PHutures – 100 Alumni Voices »

Adam Bisno

“Where you land first isn’t where you necessarily end up. And for all I know there is no ending up. None of us stays in jobs for career length anymore. And moving from job to job is really ok, I think, as long as you can keep your resume telling whatever story you need it to tell.”

Krieger School of Arts and Sciences

History, PhD 2018

Official Historian of the U.S. Patent and Trademark Office

Adam’s Podcast Episode

In this episode, we discuss what led Adam to pursue a career in the federal government, his experience working as the official historian of the U.S. Patent and Trademark Office, and his advice for PhD students searching and applying for jobs outside of academia.

Learn More About Adam’s Story

As historian of the U.S. Patent and Trademark Office from 2020 to 2022, I inherited an early-twentieth-century list of U.S. patents held by African Americans compiled by a patent examiner and civil rights activist named Henry Baker (1857–1928).

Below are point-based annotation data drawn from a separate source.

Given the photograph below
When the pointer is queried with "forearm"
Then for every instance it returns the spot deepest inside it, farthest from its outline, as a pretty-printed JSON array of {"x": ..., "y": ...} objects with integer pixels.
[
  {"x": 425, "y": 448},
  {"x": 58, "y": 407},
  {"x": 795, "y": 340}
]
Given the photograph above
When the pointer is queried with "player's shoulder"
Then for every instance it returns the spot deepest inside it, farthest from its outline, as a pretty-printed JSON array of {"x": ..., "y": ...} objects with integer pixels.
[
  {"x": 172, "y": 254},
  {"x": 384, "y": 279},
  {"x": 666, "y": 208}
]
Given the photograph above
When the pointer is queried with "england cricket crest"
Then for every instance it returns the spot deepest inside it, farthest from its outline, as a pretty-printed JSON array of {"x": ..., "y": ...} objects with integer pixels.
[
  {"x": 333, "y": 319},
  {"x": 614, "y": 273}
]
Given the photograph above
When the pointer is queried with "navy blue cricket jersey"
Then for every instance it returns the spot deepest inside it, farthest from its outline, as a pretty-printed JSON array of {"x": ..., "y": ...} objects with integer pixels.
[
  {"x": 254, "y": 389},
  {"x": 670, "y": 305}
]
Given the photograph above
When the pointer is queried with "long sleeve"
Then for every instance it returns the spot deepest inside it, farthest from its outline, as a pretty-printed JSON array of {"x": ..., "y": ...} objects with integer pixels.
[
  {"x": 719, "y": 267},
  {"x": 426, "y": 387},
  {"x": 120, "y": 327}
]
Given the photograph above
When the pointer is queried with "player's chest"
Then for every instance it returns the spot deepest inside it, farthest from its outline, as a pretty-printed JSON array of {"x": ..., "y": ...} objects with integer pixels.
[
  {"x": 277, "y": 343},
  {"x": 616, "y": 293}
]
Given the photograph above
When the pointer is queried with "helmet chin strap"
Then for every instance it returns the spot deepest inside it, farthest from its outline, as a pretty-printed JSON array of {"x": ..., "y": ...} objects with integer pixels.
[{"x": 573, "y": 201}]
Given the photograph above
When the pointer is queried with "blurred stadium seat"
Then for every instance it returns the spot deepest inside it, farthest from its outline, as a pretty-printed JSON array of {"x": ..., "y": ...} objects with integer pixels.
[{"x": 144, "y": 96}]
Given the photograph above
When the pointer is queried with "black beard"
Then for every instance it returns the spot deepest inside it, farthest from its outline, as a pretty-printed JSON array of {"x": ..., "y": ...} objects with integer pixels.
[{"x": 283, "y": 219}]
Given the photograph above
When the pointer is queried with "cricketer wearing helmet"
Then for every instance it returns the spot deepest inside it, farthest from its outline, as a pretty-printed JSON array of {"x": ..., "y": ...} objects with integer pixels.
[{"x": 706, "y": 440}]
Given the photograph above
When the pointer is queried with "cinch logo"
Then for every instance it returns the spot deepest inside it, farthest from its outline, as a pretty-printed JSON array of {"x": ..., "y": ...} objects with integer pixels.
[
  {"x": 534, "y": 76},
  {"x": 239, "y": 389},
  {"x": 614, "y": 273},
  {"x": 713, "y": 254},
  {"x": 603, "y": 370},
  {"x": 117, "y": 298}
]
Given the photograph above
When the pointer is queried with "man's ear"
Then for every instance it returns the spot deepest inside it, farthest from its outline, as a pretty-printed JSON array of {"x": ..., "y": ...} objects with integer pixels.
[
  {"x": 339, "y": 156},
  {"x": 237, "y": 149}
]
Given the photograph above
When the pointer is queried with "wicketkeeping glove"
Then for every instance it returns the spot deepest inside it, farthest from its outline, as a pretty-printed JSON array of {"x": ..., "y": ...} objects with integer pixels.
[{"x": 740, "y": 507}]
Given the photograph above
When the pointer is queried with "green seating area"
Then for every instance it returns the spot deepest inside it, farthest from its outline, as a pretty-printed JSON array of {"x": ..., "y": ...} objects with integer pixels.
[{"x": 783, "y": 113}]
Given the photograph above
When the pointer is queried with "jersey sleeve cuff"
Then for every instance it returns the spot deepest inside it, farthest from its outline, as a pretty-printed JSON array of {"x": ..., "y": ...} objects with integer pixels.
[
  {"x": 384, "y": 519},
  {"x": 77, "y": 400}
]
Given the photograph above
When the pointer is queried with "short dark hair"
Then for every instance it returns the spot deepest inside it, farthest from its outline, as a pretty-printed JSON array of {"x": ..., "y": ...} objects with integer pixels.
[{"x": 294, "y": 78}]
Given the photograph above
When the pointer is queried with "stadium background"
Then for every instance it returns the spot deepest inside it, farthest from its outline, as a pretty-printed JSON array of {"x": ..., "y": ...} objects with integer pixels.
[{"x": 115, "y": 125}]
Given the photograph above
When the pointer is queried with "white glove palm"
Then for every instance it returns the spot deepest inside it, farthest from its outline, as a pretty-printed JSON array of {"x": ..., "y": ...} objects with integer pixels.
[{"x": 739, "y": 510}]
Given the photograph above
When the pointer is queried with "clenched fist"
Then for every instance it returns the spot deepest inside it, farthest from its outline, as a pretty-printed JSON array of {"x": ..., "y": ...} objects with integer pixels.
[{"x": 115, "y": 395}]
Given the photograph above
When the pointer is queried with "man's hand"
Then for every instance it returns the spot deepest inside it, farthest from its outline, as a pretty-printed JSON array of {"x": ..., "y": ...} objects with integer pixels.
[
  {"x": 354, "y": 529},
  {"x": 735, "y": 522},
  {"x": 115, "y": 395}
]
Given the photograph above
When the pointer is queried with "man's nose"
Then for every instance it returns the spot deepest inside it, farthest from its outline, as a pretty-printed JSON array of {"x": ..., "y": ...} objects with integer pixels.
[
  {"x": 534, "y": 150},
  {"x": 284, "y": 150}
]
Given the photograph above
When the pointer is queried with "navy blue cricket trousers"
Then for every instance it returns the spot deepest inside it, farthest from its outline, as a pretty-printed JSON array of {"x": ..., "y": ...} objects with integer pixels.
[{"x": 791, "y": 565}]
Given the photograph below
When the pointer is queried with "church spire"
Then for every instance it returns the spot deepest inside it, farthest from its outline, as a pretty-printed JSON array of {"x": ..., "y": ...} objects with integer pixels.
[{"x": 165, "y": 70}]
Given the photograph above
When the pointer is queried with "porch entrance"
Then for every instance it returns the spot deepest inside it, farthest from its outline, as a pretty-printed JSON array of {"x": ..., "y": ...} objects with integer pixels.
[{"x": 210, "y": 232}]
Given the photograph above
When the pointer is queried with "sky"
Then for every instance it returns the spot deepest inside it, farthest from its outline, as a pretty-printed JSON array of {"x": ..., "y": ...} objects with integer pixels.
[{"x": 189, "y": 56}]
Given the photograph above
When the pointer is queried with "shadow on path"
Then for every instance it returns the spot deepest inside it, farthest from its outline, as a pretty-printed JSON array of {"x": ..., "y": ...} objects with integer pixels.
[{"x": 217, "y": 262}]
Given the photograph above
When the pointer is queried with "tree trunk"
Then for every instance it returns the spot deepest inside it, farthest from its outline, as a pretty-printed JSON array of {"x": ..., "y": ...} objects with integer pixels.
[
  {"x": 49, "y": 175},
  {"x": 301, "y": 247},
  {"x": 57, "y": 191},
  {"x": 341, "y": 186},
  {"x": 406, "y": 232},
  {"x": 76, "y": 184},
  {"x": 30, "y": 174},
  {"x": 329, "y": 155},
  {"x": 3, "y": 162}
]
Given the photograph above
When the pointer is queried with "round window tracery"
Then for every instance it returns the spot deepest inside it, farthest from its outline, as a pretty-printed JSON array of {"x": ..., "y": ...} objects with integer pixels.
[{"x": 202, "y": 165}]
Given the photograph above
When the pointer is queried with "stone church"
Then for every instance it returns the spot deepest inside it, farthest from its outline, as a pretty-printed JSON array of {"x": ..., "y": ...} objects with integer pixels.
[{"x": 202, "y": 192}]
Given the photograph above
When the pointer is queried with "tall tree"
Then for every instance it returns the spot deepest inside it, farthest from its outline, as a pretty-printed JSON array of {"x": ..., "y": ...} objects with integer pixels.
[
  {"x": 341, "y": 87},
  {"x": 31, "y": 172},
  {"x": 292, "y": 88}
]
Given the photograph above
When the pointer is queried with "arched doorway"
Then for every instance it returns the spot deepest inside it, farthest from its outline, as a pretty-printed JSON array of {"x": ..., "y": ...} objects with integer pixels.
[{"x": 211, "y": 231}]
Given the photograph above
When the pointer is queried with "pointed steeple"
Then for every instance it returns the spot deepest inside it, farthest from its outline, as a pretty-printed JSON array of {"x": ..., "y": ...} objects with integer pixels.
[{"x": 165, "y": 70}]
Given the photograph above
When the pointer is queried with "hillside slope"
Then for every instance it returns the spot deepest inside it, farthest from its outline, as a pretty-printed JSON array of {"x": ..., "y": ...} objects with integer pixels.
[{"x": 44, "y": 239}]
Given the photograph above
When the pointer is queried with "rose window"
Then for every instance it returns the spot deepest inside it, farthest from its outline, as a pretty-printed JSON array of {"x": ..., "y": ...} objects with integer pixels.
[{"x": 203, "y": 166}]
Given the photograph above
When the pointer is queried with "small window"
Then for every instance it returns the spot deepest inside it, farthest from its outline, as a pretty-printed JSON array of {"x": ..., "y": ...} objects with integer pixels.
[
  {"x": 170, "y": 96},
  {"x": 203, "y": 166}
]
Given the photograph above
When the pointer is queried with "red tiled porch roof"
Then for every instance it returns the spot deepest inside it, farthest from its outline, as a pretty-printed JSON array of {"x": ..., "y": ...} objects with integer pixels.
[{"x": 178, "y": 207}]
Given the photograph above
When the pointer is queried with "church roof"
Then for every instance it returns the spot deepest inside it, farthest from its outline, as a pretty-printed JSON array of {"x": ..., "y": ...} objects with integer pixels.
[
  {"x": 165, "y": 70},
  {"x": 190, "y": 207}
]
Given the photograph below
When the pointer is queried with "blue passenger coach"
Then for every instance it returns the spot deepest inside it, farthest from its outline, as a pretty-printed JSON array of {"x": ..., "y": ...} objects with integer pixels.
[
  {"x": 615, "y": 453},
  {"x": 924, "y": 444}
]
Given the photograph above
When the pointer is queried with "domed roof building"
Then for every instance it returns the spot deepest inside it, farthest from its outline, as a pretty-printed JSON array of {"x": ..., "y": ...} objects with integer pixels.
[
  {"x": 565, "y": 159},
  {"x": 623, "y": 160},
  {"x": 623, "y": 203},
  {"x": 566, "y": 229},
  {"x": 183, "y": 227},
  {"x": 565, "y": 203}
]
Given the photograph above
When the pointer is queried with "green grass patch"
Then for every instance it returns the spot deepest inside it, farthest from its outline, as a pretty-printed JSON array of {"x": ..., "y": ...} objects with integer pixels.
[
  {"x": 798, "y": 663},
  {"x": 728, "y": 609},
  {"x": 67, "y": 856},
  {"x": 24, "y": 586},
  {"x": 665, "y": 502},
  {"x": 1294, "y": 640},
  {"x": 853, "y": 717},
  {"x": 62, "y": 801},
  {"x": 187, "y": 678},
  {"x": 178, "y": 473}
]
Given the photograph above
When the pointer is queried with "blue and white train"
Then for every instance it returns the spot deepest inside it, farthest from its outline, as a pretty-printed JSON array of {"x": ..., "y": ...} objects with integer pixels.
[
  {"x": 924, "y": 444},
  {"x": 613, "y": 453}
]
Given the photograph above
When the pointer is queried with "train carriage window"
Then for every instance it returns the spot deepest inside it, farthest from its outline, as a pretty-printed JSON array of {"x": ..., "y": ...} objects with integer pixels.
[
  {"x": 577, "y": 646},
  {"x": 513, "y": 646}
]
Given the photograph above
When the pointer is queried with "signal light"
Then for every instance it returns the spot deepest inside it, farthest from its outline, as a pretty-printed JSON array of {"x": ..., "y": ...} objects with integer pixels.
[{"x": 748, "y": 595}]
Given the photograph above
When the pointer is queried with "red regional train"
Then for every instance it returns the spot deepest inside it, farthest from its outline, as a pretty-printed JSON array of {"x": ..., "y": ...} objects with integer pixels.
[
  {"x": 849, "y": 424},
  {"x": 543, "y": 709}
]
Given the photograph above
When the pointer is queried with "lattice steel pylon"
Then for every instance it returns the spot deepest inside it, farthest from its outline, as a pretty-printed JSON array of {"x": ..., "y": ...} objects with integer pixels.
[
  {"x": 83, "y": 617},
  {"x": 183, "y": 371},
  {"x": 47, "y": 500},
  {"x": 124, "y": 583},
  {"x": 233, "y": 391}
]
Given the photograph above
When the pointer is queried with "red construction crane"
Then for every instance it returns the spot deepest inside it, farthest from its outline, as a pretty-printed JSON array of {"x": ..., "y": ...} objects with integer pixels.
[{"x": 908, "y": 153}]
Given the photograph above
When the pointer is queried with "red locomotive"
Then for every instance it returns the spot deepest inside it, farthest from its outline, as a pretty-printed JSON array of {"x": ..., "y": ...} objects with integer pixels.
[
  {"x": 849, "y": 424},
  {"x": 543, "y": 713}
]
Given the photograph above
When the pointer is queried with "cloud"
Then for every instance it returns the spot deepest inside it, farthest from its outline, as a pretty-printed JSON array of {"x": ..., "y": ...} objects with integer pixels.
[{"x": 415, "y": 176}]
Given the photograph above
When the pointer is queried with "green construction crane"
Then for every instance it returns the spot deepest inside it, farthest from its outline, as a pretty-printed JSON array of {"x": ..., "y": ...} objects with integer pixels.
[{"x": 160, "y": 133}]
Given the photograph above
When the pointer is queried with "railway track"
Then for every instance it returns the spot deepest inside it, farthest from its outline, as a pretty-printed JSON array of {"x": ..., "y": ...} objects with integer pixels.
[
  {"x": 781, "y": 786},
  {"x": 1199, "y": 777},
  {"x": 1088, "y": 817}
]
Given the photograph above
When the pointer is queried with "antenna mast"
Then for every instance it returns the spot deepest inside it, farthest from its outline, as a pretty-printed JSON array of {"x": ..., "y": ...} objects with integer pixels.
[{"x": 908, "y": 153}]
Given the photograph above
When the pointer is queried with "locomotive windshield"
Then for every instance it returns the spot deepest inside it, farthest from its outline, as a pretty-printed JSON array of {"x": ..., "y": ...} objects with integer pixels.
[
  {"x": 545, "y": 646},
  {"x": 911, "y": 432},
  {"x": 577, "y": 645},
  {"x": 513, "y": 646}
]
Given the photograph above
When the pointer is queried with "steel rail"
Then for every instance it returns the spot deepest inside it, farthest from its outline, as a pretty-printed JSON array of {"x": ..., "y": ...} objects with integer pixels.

Looking everywhere for descendants of these patentees, I finally found one: Richard F. America Jr., born in the 1940s, whose father had patented three devices while he was still in his teens. America Jr. agreed to share his father’s papers with me. From these sources and America’s recollections, I learned a lot about the special meaning of patents as family heirlooms and artifacts of the struggle for civil rights. I also learned how to tell a story that really isn’t my own.

Richard F. America, the son of a patentee, agreed to let us—me, my assistant historian at the U.S. Patent and Trademark Office, and the production crew for the National Inventors Hall of Fame—make a documentary about his father’s record of innovation. His testimony and family heirlooms helped us present a personal history of family, gender, race, labor, and everyday life for Black Philadelphians in the early twentieth century. Richard America, our generous star, takes center stage. I’m off camera but visible on the left. The lesson for me, a historian in front of my first living source: sure, I’m asking the questions and composing the narrative, but these stories aren’t mine. Behind them lie other people’s real lives. Through me, I hope, these stories then take on lives of their own.